Tucker Carlson weighed in on Matt Lauer’s firing, saying that it was “awful,” but unsurprising that the “Today” co-anchor allegedly sexually harassed multiple women.

“It shouldn’t surprise you that famous people who bask in adulation all day long behave poorly when the cameras are off,” Carlson said during Business Insider’s Ignition conference on Thursday.

“It’s awful, ” he added. “Abuse of power is always awful — any kind of power; sexual power, financial power. It’s also really common. People abuse their power, by definition.”

Carlson is now a popular Fox News host, but he previously had a perch at MSNBC. The pundit said he still had friends at the network, describing them as “good people.”

Lauer allegedly propositioned employees, made lewd jokes to co-workers, and behaved inappropriately with a female colleague while covering the 2014 Sochi Olympics. He is the latest high-profile media and entertainment figure to be accused of sexual misbehavior, joining a group that includes Kevin Spacey, Harvey Weinstein, John Lasseter, Dustin Hoffman, Charlie Rose, as well as former Fox News chief Roger Ailes and Bill O’Reilly, the conservative host that Carlson replaced.

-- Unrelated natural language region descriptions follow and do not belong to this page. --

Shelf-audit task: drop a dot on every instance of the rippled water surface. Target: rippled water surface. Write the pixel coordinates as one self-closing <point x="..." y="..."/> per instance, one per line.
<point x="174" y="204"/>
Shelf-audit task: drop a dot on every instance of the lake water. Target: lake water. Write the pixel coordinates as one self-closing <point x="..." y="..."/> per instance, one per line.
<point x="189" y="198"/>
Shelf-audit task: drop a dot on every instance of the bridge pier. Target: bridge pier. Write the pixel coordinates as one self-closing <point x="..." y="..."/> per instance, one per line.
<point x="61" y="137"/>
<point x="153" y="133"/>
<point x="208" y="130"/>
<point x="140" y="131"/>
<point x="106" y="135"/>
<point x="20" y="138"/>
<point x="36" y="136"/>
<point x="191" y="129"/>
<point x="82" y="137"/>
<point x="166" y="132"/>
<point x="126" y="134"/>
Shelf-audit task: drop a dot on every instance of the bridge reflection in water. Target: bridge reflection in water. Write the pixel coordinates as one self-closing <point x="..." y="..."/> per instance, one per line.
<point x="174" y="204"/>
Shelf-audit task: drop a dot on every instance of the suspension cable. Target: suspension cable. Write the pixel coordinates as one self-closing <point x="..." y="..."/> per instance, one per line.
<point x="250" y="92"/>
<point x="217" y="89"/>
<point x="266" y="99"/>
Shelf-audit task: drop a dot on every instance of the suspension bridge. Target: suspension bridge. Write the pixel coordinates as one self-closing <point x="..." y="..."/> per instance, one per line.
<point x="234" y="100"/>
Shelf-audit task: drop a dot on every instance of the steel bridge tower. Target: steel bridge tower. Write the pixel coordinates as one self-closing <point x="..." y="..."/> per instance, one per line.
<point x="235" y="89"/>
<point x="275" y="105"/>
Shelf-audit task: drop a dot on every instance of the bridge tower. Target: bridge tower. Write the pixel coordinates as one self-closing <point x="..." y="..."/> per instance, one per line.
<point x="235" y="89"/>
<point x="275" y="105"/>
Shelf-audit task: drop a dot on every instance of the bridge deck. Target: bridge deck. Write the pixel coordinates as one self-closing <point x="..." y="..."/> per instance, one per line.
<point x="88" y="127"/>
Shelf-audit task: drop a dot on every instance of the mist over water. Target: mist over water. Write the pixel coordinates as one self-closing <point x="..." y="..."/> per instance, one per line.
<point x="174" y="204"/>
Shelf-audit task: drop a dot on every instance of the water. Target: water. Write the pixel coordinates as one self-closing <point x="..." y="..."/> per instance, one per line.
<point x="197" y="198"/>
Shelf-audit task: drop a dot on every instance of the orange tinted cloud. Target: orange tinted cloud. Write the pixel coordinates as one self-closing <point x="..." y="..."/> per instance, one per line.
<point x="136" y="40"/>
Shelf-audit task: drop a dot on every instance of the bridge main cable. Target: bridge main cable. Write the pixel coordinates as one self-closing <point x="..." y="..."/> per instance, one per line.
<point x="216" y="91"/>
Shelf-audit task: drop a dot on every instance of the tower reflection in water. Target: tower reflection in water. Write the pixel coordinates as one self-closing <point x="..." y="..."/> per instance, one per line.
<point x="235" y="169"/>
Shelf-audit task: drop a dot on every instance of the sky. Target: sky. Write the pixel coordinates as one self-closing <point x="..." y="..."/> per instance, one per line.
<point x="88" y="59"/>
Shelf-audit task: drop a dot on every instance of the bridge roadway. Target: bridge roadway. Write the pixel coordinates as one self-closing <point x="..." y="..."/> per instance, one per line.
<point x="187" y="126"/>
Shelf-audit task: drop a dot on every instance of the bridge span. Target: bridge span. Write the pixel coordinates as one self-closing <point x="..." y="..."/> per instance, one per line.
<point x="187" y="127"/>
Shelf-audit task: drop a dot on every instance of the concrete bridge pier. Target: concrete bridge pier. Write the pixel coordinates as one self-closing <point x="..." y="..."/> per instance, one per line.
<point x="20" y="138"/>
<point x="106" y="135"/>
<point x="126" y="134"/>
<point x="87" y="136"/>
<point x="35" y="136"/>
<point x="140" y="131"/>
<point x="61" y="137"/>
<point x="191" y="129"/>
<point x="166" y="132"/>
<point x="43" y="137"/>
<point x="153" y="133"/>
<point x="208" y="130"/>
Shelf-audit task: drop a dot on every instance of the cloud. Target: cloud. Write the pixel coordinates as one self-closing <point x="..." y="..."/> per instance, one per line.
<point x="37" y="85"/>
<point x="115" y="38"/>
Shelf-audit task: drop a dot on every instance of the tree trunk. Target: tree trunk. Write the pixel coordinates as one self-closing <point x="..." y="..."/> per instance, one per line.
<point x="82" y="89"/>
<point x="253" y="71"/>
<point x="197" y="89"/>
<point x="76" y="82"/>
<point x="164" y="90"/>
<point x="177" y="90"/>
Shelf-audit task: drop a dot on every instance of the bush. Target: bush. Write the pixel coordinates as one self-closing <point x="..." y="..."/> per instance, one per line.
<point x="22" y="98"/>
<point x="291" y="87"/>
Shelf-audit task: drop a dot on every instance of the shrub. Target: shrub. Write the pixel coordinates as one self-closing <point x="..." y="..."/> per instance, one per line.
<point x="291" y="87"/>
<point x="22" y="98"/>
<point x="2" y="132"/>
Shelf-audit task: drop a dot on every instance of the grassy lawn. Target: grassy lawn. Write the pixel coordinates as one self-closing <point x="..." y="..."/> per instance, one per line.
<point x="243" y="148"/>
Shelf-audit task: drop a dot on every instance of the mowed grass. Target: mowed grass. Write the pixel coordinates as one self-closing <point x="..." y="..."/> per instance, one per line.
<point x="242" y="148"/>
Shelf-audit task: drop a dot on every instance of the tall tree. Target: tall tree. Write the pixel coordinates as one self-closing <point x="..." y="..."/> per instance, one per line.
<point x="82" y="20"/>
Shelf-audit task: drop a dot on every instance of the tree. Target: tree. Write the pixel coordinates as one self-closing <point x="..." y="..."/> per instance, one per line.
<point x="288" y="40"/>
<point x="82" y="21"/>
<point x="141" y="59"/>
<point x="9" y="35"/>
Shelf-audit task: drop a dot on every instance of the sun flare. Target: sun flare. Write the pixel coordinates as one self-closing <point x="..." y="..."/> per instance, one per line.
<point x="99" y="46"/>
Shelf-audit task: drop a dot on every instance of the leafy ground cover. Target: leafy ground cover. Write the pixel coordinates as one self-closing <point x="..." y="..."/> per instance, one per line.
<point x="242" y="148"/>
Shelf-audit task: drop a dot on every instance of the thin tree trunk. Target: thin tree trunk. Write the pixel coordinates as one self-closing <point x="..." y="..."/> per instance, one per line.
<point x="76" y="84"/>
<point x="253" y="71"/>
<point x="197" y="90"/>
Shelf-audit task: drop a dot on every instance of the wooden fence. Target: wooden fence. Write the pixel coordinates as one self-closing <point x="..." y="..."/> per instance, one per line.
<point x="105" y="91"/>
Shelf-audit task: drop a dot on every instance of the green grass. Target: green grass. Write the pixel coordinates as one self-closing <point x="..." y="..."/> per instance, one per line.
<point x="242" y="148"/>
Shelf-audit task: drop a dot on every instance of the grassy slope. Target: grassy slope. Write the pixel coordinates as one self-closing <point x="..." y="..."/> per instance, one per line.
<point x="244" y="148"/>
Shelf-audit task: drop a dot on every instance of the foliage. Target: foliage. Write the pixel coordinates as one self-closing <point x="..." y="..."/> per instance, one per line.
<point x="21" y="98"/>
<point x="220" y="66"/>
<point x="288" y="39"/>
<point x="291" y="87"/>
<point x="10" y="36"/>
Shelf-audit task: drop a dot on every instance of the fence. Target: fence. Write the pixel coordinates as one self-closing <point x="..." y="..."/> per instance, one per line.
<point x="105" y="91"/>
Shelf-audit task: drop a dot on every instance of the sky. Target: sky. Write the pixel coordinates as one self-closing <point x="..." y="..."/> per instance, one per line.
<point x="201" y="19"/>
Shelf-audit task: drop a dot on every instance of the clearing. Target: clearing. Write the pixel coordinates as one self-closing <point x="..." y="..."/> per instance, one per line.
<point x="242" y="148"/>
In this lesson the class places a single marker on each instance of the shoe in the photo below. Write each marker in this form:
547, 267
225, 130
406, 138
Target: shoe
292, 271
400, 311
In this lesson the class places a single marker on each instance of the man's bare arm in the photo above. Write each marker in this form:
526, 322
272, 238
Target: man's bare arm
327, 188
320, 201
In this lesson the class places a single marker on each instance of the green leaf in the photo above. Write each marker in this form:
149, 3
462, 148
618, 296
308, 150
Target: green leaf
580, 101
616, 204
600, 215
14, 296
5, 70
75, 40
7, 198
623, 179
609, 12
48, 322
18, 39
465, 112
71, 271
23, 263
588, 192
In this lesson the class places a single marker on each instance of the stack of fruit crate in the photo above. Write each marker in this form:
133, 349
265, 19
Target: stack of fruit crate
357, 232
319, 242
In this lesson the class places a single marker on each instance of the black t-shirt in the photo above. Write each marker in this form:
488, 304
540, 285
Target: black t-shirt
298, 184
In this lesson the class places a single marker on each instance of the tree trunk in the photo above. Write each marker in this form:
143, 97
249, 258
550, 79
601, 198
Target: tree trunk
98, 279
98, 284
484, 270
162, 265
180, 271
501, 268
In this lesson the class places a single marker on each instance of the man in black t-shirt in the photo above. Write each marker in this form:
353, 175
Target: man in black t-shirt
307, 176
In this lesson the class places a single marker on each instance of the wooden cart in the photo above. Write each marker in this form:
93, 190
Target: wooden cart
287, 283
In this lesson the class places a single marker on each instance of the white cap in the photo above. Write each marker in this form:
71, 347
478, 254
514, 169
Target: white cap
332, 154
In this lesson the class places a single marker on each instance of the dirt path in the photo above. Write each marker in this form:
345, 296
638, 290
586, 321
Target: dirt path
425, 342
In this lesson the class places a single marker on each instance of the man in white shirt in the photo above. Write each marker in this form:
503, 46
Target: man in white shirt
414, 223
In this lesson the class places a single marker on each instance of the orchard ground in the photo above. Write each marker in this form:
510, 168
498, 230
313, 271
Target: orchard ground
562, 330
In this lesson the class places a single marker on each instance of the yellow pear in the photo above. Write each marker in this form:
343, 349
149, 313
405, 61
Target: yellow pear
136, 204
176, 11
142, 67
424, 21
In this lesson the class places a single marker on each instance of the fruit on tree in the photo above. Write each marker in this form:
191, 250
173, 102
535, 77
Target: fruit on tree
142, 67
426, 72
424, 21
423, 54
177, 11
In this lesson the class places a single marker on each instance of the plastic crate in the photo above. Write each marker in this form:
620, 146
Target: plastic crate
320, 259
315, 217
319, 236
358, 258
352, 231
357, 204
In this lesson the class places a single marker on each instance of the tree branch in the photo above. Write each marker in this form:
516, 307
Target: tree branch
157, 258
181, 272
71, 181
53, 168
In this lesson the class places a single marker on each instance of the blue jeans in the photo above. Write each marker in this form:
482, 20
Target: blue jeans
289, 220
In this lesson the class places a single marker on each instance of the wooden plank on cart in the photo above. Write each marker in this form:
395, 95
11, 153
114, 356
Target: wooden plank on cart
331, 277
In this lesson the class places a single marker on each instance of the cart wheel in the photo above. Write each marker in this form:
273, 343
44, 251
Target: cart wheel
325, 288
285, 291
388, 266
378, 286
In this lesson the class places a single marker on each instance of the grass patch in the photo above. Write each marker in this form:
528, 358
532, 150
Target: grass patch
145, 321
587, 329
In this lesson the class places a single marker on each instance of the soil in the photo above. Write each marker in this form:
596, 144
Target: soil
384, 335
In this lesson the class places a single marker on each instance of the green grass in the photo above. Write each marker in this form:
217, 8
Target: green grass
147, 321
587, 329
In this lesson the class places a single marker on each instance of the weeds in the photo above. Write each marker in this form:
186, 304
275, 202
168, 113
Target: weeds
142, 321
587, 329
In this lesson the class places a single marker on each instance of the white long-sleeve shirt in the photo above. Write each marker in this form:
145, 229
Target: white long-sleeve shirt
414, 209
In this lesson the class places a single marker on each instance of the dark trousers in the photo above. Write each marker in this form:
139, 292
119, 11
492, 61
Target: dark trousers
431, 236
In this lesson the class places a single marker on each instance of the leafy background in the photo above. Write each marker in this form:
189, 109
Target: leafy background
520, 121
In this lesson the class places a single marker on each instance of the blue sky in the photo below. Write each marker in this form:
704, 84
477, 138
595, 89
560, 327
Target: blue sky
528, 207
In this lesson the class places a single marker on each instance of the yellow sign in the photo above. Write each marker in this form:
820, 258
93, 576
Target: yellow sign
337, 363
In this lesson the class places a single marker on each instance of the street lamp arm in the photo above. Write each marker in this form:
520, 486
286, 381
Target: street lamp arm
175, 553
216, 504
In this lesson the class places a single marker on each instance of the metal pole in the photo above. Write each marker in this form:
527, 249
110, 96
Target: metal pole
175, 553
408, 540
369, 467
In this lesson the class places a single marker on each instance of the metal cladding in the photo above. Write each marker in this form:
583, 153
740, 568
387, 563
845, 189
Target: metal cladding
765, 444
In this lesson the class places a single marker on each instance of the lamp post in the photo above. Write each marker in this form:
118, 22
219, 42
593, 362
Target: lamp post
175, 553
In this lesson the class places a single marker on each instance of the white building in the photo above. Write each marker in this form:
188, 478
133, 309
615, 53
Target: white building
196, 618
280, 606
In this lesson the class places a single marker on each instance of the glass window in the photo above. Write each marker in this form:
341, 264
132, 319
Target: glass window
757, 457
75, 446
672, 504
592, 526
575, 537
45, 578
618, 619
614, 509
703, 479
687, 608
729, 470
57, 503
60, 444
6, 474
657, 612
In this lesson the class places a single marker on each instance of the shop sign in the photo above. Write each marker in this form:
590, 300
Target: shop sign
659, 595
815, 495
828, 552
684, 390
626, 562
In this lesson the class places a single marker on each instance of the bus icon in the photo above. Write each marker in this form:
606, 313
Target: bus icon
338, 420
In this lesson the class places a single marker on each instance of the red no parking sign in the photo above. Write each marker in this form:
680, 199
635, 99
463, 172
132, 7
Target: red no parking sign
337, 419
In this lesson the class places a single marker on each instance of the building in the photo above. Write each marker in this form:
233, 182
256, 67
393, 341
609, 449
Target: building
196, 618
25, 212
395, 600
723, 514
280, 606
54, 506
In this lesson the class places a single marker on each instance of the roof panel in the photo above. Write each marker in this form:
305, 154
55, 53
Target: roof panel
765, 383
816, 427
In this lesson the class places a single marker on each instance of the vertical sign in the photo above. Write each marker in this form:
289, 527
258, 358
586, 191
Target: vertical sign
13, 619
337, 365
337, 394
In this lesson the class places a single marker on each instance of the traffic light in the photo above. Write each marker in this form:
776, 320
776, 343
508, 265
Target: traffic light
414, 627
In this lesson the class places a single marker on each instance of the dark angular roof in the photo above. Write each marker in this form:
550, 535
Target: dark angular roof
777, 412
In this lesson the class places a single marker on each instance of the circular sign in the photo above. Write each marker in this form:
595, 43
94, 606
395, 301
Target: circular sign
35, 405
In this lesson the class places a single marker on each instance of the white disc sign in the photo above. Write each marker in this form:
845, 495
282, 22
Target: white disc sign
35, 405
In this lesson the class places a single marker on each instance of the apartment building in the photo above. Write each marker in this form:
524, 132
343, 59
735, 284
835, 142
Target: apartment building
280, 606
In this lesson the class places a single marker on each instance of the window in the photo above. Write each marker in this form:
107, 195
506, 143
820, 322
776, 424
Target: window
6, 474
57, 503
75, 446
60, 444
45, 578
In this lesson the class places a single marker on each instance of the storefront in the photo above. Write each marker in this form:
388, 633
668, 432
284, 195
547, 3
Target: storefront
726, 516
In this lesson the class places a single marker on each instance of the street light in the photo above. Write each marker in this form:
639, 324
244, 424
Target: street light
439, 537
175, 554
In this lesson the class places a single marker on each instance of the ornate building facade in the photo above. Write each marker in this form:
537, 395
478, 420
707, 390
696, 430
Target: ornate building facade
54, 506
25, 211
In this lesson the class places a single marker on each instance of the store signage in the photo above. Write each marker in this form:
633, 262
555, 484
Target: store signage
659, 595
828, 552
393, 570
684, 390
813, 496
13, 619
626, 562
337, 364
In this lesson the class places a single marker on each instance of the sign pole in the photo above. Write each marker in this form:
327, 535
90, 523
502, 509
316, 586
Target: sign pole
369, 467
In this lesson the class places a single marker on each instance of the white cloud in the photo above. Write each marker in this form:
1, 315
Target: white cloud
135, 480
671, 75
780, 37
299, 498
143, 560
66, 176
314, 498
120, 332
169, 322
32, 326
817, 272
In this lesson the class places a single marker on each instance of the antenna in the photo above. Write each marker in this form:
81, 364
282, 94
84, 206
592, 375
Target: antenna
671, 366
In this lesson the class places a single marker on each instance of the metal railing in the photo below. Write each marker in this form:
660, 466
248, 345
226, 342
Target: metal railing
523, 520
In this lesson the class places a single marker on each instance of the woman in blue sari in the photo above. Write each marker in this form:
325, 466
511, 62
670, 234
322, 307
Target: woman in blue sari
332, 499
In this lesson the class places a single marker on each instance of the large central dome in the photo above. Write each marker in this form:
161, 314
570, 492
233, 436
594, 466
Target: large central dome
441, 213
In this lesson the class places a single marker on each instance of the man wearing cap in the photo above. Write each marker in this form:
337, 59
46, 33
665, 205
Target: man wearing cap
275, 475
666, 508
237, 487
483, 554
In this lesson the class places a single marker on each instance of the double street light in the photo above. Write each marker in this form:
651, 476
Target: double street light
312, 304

“It’s shocking,” said Carlson. “Especially when it happens in an industry you’re familiar with to people you know. It’s even more awful in a way.”

Fox News has been lavishly praised by President Donald Trump for its largely positive coverage of his administration. Despite the Oval Office kudos, Carlson said he thinks that all of the cable news networks are paying too much attention to Trump.

“If you’re programming your entire schedule against one guy and his tweets, it’s possible you’re missing other stories,” Carlson said.

He did offer some praise for the 45th president, saying, “people don’t give Trump the credit he deserves for being hilarious.”

Carlson called the Democratic Party a “force for bad,” but said he did not vote for Trump and does not vote in any elections, save the mayoral race in his native Washington, D.C. Because the city is overwhelmingly Democratic, and he wants to vote in the primary, he is registered with the party.

“I always vote for the more corrupt candidate over the idealist, the person who will be happiest taking payouts from developers and leave me alone,” Carlson said. “Every four years there’s always some guy who’s like ‘I’m going to make your life better.’ I vote against that person every single time.”